Yalan konuşan kimse, Allah’a kulluk yapamaz. Zira yalan, damlaya damlaya göl olur, sonra birleşir sel olur, seller toplanır ırmak olur, ırmaklar da birleşir deniz olur. Yani yalan her şeye hâkim olur. Bir ülkenin kalkınması için idareciler adil olmalı, yalancı olmamalıdır. Toplumda da yalan konuşmayanlara, adil davrananlara itibar edilmelidir. Çünkü yalanla abad olanlar, sonunda kahr ile berbad olur.
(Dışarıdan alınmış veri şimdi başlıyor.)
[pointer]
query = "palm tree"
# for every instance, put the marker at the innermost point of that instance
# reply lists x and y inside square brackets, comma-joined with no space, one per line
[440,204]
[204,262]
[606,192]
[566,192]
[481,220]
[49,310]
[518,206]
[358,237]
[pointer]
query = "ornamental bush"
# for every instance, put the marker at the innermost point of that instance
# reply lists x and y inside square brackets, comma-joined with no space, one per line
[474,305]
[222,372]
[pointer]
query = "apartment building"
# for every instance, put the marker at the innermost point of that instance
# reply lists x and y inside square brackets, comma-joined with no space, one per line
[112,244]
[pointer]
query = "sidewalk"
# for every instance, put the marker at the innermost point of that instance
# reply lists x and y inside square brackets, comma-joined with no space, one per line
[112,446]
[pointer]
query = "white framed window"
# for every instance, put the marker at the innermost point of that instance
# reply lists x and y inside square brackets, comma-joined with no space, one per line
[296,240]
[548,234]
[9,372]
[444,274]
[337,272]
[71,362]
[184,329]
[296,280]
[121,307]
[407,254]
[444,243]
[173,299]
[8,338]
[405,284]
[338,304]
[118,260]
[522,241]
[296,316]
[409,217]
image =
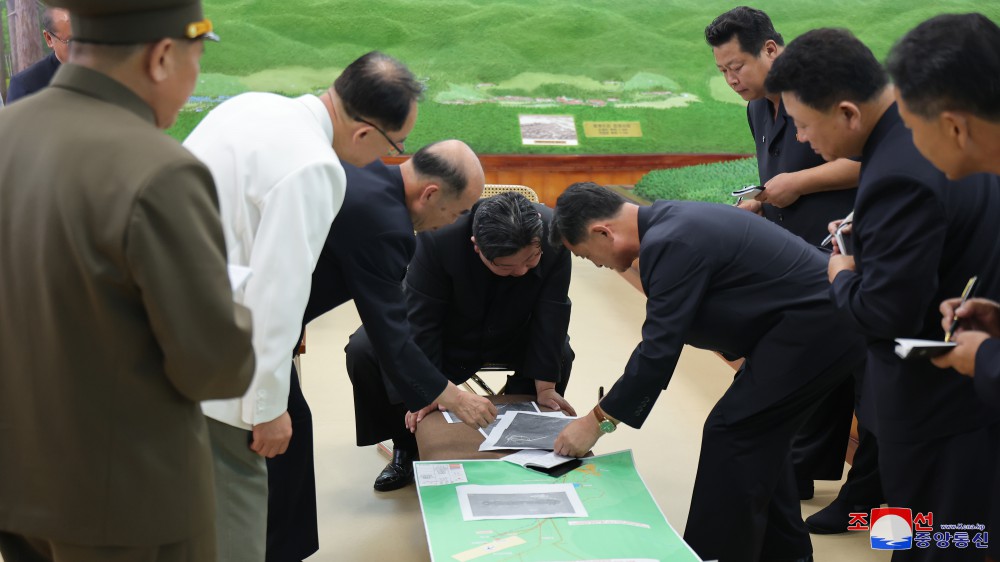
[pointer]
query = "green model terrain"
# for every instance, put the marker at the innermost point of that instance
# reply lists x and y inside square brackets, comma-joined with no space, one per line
[485,62]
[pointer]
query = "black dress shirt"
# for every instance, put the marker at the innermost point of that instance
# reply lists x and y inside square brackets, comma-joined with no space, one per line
[364,259]
[719,278]
[917,239]
[779,152]
[463,315]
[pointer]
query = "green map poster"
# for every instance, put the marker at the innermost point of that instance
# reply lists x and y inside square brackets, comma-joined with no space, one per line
[623,522]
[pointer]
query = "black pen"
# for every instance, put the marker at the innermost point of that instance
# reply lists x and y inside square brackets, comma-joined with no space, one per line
[847,220]
[965,296]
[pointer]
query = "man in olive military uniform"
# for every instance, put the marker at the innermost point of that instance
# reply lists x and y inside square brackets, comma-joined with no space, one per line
[118,316]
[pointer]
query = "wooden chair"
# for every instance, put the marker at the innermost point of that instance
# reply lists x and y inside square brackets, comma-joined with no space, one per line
[492,189]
Necip Fazıl’ın dediği gibi: “Durun kalabalıklar, bu cadde çıkmaz sokak.”
Karacaoğlan da der ki:
Yoldaş olma yolun bilmez yolsuza (yalancıya)
Komşu olma sözün bilmez densize
Meyil verme edepsize (yalancıya), arsıza
Akıbet ırzına hile getirir
Sonuç olarak diyoruz ki:
· Yalan konuşana itibar etme,
· Çalana, çırpana yaklaşma,
· Ülkeyi sömürene, sömürtene yâr olma,
· Milleti yalanla manipüle edenlere inanma,
· Sözünde yalan bulunanlara da iltifat etme,
· İrfan sahibi olmayanlara iltifat etme,
· Zalimlerin, yalancıların peşine takılma,
· Tefrikalı konuşanlara iltifat etme,
· Milleti aldatmak için nutuk atanlara asla inanma,
· İrfan sahibi olanları destekten uzak durup, yalancılara yâr olma.
Neticede; Mehmet Akif’in dediği gibi:
Tesellîden nasîbim yok, hazân ağlar bahârımda;
Bugün bir hânümansız serseriyim öz diyârımda!
Vesselam.
Rahman ve Rahim,
Kadir ve Muktedir,
Gaffar ve Settar olan Allah’a emanet olunuz.
“Ya Rabbi bu haftayı bize hayırlı ve bereketli kıl. Hayırlara yakın, şerlere uzak eyle.”